He was thinking just at that moment of Violet Tempest, to whose secret preference for Roderick Vawdrey he attributed his own rejection. And now here—where again he might have found the fair ideal of his youthful dreams—here where he might have hoped to form an alliance at once socially and politically advantageous—this young Hampshire's squire was before him.
"I don't think Mr. Vawdrey is particularly interested in my poetical efforts," Lady Mabel said with assumed carelessness. "He doesn't care for poetry. He likes Byron."
"What an admirable epigram!" cried the Hibernian, to whom flattery was second nature. "I shall put that down in my commonplace book when I go home. How I wish you would honour me—but it is to ask too much, perhaps—how proud I should be if you would let me hear, or see, some of your poems."
"Would you really like——?" faltered Lady Mabel.
"Like! I should deem it the highest privilege your friendship could vouchsafe."
"If I felt sure it would not bore you, I should like much to have your opinion, your candid opinion," (Lord Mallow tried to look the essense of candour) "upon some things I have written. But it would be really to impose too much upon your good-nature."

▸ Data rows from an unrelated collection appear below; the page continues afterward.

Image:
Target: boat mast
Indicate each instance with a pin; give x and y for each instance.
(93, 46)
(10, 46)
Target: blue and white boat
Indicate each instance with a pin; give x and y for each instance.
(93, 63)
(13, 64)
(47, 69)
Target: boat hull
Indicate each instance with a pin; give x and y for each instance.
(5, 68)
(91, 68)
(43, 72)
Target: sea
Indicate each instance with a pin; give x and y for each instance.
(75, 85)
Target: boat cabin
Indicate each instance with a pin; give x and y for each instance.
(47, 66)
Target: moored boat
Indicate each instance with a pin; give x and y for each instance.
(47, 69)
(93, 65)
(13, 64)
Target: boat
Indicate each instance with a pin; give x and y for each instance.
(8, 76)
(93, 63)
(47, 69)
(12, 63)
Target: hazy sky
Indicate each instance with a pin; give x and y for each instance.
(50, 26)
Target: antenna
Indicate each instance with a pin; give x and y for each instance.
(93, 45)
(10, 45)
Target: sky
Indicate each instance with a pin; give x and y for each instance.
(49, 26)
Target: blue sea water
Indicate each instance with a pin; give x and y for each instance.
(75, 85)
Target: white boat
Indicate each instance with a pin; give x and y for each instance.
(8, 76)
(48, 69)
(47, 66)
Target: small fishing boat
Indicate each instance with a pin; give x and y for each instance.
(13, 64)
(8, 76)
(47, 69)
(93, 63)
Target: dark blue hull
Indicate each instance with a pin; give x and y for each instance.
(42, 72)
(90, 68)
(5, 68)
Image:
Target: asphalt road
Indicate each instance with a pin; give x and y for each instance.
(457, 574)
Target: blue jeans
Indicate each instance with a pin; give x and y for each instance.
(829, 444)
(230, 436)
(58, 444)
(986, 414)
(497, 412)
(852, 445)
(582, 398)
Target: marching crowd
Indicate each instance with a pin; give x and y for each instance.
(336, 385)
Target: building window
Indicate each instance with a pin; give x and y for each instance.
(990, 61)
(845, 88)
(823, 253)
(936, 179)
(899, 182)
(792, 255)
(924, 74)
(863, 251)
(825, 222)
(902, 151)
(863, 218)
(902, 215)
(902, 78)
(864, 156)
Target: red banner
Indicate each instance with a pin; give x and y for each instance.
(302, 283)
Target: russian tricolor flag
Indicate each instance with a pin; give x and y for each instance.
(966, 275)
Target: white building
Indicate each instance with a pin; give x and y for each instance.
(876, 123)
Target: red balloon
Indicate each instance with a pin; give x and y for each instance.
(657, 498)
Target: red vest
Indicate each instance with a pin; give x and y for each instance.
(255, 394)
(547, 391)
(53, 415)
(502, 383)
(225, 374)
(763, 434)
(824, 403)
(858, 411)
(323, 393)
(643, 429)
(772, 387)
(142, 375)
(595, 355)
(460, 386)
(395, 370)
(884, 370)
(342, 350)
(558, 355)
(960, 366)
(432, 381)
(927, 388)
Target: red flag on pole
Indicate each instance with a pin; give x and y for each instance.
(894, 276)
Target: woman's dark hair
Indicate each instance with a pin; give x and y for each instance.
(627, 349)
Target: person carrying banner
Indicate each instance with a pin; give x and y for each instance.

"It would be to make me the proudest, and—for that one brief hour at least—the happiest of men," protested Lord Mallow, looking intensely sentimental.

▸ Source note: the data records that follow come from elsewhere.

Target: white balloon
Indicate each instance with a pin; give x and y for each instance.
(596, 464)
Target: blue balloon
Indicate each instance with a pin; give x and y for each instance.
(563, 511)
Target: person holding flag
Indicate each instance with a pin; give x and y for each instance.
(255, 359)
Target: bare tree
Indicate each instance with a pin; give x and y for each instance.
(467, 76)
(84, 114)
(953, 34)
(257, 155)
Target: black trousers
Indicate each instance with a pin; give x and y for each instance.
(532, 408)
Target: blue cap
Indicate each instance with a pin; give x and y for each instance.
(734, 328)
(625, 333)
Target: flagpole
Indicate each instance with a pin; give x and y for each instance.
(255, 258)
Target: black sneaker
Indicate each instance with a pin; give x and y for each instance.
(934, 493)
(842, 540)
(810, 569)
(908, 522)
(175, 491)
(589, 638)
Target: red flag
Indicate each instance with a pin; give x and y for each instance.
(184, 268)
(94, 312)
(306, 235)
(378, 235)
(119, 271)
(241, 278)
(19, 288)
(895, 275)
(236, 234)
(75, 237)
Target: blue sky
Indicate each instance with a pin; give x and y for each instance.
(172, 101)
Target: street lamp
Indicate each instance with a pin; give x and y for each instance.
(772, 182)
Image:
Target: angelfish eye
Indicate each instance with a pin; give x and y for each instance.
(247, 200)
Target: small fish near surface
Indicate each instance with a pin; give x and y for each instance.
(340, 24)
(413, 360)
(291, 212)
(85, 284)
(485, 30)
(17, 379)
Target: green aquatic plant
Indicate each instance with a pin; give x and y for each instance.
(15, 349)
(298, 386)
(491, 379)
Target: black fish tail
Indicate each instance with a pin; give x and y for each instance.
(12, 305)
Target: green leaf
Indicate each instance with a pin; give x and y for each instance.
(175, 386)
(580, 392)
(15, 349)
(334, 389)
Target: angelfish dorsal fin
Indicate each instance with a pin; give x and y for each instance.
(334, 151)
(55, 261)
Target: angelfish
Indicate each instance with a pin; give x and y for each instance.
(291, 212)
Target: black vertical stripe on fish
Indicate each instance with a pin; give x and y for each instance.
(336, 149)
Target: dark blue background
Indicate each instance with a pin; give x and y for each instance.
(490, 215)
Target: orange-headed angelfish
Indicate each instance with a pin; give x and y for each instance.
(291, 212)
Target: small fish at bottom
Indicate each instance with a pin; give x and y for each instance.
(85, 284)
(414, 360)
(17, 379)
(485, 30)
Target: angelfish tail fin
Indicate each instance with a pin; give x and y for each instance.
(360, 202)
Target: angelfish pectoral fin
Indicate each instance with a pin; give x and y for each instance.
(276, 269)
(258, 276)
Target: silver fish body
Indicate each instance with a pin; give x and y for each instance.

"And you will deal frankly with me? You will not flatter? You will be as severe as an Edinburgh reviewer?"
"I will be positively brutal," said Lord Mallow. "I will try to imagine myself an elderly feminine contributor to the 'Saturday,' looking at you with vinegar gaze through a pair of spectacles, bent upon spotting every fleck and flaw in your work, and predetermined not to see anything good in it."
"Then I will trust you!" cried Lady Mabel, with a gush. "I have longed for a listener who could understand and criticise, and who would be too honourable to flatter. I will trust you, as Marguerite of Valois trusted Clement Marot."